AGABITI, Pietro Paolo
Italian painter and possible woodcutter. He spent his early years in Sassoferrato, where his family owned a ceramics workshop. Around 1497 he probably visited the Veneto region, since his Virgin and Child with Saints (Padua, Museo Civico) painted that year shows the strong influence of painters active there such as Cima da Conegliano. The painting also reflects the Bolognese style of Francesco Francia and that of the Romagnian Marco Palmezzano. In Venice, Agabiti may have made woodcuts after the illustrations for Francesco Colonna’s Hypnerotomachia Poliphili (Venice, 1499). By 1502 he had returned to the Marches, where he executed a painting (untraced) for San Rocco, Jesi, the town where in 1507 he is documented as residing. After 1510 he was again in Sassoferrato, where in 1511 he signed and dated both the Virgin and Child Enthroned with Saints (Sassoferrato, Galleria Civica d’Arte Moderna) and the Nativity in Santa Maria del Piano. In 1518, for the same church, he signed and dated an altarpiece depicting the Virgin and Child with SS Catherine and John the Baptist (in situ). In San Fortunato, Sassoferrato, he executed the Virgin and Child with Saints (1521; in situ), in which the influence of Marco Palmezzano is even more evident.

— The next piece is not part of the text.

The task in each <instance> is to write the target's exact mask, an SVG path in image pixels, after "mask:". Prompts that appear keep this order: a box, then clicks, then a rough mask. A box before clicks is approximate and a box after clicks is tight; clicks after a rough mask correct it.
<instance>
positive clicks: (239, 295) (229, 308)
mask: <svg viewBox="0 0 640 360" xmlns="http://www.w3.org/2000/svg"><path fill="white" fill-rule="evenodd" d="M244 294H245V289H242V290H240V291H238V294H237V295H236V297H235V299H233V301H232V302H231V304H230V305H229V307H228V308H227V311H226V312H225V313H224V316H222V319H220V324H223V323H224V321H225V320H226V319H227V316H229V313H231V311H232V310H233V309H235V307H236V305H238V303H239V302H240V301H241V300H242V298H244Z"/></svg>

Between 1522 and 1524, in collaboration with Andrea da Jesi the younger, Agabiti executed a series of frescoes in the Palazzo di Citta, Jesi. In 1524, for Santa Croce, Sassoferrato, he painted a panel with SS Benedict, Maurus and Placid on the front and SS Peter Damian and Scholastica on the rear (Fonte Avellama, Abbazia; Urbino, Palazzo Ducale). In 1528 he painted the Virgin and Child Enthroned with SS John the Baptist and Anthony (Jesi, Pinacoteca Civica). The lunette depicts St Francis Receiving the Stigmata and the predella shows the Nativity, the Adoration of the Magi and various Saints. Here the links with Cima da Conegliano and Marco Palmezzano are again in evidence, and there are also references to Carlo Crivelli’s use of colour. In 1530 Agabiti painted the Virgin and Child with Saints for the Badia, San Lorenzo in Campo. The following year he retired to the Convento dell’Eremita, Cupramontana, where he remained until his death.
Agabiti’s work is retardataire; he did not adapt his style to suit 16th-century taste and remained instead nostalgically attached to the formal language of the 15th century.